La nuit du 25 avril 1974, elle passe à l’antenne, incarnant l’animateur vedette de radio Renascença, Joaquim Furtado, qui en donna le coup d’envoi avec la chanson Grandola vila morena. Quelques changements de vêtements indiquent dans une connivence très simple une époque et des transformations de société. Mai 68 a ébranlé le monde entier et même les frontières totalitaires du salazarisme n’ont pu y être totalement étanches. Comme une capitaine de navire (ou d’unités…), Joana Craveiro mène la bataille de la mémoire. Pour elle, il s’agit de se réapproprier l’histoire, de faire le lien entre le passé et le présent, notamment à l’heure où le Portugal traverse une crise austéritaire sans précédent et où politiciens et médias cherchent à en donner une image de « bon élève de l’Europe » (6).

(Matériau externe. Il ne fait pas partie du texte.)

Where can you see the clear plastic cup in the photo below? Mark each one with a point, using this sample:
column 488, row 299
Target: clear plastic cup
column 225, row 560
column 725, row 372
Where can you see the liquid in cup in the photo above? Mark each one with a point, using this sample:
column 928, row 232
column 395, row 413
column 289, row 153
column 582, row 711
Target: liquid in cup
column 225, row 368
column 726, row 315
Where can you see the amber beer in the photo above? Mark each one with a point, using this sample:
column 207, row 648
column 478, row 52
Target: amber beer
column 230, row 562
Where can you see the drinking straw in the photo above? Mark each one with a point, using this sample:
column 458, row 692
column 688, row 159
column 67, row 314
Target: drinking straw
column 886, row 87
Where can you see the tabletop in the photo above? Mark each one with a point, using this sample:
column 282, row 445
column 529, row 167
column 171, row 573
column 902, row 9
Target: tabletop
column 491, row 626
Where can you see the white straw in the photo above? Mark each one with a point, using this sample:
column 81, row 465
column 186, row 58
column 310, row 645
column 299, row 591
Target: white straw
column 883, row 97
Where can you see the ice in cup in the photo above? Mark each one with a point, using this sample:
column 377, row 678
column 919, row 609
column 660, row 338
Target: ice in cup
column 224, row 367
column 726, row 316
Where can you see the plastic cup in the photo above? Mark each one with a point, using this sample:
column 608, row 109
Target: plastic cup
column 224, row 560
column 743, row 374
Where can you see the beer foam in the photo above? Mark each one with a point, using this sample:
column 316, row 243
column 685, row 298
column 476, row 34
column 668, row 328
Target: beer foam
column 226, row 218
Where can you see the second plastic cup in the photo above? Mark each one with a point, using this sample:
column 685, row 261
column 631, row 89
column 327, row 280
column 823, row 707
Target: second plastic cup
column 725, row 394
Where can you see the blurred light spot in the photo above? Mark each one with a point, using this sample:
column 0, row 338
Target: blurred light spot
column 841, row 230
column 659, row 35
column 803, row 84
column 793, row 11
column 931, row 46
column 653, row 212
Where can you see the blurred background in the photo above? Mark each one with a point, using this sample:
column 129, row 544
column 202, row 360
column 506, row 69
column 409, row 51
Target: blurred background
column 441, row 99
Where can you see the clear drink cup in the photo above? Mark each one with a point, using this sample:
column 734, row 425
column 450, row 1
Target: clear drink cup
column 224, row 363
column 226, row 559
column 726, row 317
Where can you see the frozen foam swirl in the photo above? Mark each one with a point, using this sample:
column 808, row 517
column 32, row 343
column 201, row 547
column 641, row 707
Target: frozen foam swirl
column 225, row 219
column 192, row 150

Au moment où Tiago Rodrigues, le tout jeune directeur du théâtre national de Lisbonne, triomphe au festival d’Avignon avec Antonio e Cleopatra et incarne le renouveau du théâtre portugais, il est important de faire écho à la démarche de Joana (dont le travail sera présenté au théâtre national en 2016), qui s’inscrit dans ce renouveau. Elle est programmée au Festival international de théâtre d’Almada où Rodrigo Francisco, metteur en scène de la même génération, élabore, contre austérités et marées, un festival qui donne à voir la vitalité et la variété de la création portugaise. Un festival vieux de trente-deux ans et qui avait été fondé par Joaquim Benite, dans l’esprit d’avril, pour que les gens de théâtre puissent lutter dans leur société avec leurs propres armes.

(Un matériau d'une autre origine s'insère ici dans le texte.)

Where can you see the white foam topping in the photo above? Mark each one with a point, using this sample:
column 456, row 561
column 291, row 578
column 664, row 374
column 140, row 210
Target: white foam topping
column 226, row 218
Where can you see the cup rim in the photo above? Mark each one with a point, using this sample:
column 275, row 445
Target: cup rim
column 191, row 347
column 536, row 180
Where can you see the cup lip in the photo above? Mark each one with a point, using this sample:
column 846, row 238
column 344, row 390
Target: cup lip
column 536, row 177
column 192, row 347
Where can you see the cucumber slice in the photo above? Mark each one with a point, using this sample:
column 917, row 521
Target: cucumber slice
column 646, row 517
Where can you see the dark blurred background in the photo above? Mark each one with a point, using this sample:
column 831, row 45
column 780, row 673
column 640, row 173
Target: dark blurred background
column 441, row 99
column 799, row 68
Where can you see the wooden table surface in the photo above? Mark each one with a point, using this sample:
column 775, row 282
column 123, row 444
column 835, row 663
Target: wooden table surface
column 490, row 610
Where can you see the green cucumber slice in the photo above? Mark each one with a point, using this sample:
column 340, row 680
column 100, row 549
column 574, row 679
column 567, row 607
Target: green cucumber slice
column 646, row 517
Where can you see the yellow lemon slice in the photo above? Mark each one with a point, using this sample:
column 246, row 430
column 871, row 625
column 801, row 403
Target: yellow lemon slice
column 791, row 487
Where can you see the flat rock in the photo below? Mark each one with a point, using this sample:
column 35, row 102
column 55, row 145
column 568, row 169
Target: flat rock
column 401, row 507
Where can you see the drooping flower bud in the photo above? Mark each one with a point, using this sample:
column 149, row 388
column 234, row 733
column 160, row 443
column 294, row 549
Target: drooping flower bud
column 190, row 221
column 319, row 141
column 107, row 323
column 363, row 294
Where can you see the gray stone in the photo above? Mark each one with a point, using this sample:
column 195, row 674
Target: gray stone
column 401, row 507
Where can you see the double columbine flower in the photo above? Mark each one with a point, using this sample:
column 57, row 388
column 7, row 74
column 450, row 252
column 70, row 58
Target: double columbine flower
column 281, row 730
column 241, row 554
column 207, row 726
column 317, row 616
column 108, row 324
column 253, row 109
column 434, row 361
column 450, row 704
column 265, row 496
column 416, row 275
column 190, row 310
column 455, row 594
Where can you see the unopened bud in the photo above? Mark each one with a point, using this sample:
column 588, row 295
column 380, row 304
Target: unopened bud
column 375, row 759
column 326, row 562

Au festival d’Almada jusqu’au 18 juillet

http://www.ctalmada.pt

Infos : 00 351 21 27 39 367

La pièce sera aussi jouée à Lisbonne du 26 juillet au 2 août (espace Zé dos Bois, rua da Barroca), puis en tournée.

Marina Da Silva

(1Police internationale et de sûreté de l’Etat — la police politique du régime de Salazar.

(2Le jeune capitaine qui conduisit la prise de Lisbonne le 25 avril. Maria de Medeiros lui a rendu hommage dans le film Capitaines d’avril, sorti en 2000.

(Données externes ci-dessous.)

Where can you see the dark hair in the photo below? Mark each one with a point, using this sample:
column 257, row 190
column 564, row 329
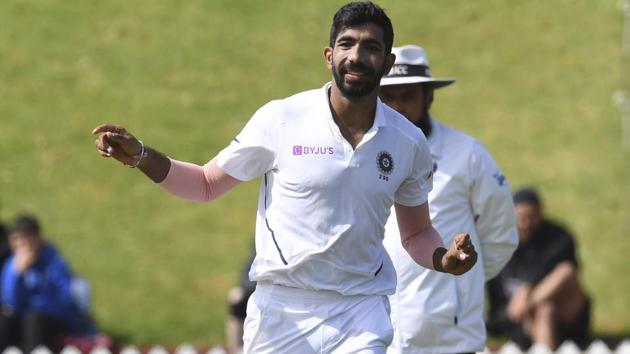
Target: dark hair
column 527, row 195
column 357, row 13
column 26, row 223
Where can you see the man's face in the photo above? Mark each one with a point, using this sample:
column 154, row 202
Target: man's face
column 411, row 100
column 528, row 219
column 358, row 60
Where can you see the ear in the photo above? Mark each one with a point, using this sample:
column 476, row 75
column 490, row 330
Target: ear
column 389, row 62
column 328, row 56
column 429, row 98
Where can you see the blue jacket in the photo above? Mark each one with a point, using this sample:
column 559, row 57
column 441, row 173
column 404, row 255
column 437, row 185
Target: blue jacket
column 46, row 288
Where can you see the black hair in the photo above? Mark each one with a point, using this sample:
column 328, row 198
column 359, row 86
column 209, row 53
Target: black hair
column 25, row 224
column 527, row 195
column 357, row 13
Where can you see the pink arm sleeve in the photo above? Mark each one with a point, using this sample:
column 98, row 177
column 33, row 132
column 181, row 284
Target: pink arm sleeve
column 417, row 234
column 197, row 183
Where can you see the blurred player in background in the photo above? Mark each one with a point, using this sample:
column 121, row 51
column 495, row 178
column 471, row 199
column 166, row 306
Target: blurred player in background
column 434, row 312
column 333, row 161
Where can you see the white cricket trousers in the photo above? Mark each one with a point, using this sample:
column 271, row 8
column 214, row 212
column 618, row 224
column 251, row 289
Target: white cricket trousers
column 296, row 321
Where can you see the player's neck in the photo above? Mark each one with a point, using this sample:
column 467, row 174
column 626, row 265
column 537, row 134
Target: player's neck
column 353, row 113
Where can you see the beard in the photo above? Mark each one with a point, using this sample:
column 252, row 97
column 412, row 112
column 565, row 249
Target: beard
column 353, row 90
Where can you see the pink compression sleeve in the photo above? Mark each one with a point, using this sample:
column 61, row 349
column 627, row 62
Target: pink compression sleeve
column 197, row 183
column 417, row 234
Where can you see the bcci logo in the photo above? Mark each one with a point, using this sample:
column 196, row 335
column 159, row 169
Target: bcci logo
column 385, row 165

(3Paula Godinho, introdução a Aurora Rodrigues, Gente Comum — Uma História na PIDE, Castro Verde : 100 Luz, 2011.

(4Etat nouveau, désigne le gouvernement portugais durant la IIe République, de 1933 à 1974 et dont la figure centrale fut Antonio de Oliveira Salazar.

(5Chanteur compositeur, emblématique de la lutte contre le régime salazariste.

(6Lire Owen Jones, « Le petit monde du libéralisme portugais, Le Monde diplomatique, avril 2012.]